Toronto FC’s historic 3–1 semifinal home win against Club America on Tuesday was only the second time an MLS team has won a CCL semifinal against a Liga MX opponent. Ahead of the embarrassing loss, Club America coach Miguel "Piojo" Herrera had to flex Mexico’s continental superiority"Our league doesn’t compete with MLS," he said. "Our league competes with European leagues."

The claim may come as a surprise to soccer fans operating in an MLS bubble, but Liga MX is still the most-watched soccer league in the United States, and Toronto’s historic CCL run only proves Liga MX’s superiority. Liga MX teams have won the tournament the last 12 times, and only three MLS franchises have ever reached the CCL final.

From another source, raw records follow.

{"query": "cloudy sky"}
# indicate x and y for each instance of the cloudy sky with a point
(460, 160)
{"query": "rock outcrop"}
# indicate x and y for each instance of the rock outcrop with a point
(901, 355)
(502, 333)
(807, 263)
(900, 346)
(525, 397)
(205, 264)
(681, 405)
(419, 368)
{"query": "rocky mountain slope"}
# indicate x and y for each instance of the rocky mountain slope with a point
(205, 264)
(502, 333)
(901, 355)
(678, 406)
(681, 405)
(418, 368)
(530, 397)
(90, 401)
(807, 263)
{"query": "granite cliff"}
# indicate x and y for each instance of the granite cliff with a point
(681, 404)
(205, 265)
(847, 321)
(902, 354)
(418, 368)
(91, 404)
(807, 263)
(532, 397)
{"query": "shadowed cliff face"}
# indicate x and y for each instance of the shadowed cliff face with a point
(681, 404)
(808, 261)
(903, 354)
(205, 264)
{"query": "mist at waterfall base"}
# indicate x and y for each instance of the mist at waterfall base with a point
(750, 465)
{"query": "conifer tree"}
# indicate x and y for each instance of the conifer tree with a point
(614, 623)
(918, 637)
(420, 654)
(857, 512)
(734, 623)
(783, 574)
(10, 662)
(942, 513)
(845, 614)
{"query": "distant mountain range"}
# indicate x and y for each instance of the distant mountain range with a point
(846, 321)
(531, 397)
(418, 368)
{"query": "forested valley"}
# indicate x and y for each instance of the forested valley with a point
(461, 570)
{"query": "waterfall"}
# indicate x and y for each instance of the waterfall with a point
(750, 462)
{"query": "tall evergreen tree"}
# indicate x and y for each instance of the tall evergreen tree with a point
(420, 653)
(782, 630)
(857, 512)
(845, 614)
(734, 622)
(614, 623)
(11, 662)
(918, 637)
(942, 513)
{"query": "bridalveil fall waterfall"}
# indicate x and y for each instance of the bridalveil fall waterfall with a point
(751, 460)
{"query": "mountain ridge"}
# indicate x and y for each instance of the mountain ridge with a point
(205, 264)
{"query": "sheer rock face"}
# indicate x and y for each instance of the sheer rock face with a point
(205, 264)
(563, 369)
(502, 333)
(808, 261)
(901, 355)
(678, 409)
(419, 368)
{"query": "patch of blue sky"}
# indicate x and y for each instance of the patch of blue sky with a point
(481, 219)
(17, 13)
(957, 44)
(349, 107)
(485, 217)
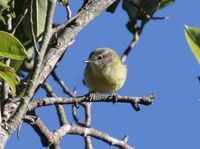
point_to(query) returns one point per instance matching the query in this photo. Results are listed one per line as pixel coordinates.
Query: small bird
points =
(105, 72)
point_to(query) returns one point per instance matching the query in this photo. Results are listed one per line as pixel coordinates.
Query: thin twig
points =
(62, 84)
(69, 12)
(88, 115)
(88, 142)
(130, 47)
(32, 28)
(60, 109)
(134, 101)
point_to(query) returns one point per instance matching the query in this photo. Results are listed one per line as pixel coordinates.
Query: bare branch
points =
(134, 101)
(66, 90)
(32, 29)
(130, 47)
(88, 115)
(78, 130)
(69, 12)
(60, 109)
(88, 142)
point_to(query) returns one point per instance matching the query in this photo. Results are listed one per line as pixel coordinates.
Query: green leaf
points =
(113, 7)
(3, 4)
(164, 3)
(2, 18)
(11, 47)
(9, 75)
(39, 18)
(192, 35)
(63, 2)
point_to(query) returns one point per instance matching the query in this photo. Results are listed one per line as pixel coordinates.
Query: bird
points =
(104, 72)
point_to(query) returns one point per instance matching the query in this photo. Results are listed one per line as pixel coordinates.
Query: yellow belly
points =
(105, 80)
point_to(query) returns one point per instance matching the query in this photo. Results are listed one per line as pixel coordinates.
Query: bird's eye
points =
(100, 57)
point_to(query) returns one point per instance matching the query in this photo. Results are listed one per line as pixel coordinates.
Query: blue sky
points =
(161, 63)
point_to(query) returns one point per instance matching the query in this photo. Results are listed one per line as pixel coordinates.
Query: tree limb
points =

In an effort to save face, the U.S. Soccer demographic has created the phrase of getting "CONCACAF’d" — that is, when MLS teams face other CONCACAF teams away from home, they always seem to be beaten by anything but the other team’s soccer. Getting CONCACAF’d can entail poor refereeing, playing on flooded pitches and under poor weather or having almost every player on the other team cramping up in the dying minutes of a match to save a result. Usually, it’s a combination of all three.

Perhaps the idea stems from the fact that other American sports teams don’t experience any culture shock when they play away from home, so such a difficult and unfamiliar atmosphere is seen as unnatural. Of course, there’s also the idea that the U.S. is the best at everything and that any match that says otherwise must have some sort of blemish.

Funny as the joke may be, it deflects any accountability for American performances in the CCL and essentially disregards other CONCACAF teams as lucky at best and deceitful at worst.

The New York Red Bulls' 2–0 win against Club Tijuana in the quarterfinals was the first time an MLS team had beaten a Mexican team away from home in a knockout round — a watershed moment for MLS. The game was no fluke, either: In the second leg, New York beat Xolos 3–1. Toronto and the Seattle Sounders also beat Mexican opponents in the quarterfinals, defeating Tigres UANL 2–1 and Chivas Guadalajara 1–0, respectively. Playing the second legs, though, Toronto won on away goals while losing 3–2, and the Sounders crashed out of the competition after a 3–0 thrashing.

The first leg of the semifinal wasn’t so easy on the Red Bulls. The team's 1–0 away loss to Chivas Guadalajara — which is in 15th place out of 18 Liga MX teams, no less — proved the CCL will always conform to the laws of nature and regress back to the mean.

MLS teams are getting better, and their performance in the CCL proves it. As MLS grows up, complaints of getting CONCACAF’d will look childish. The U.S. soccer demographic will realize that other CONCACAF teams were simply better than them at soccer.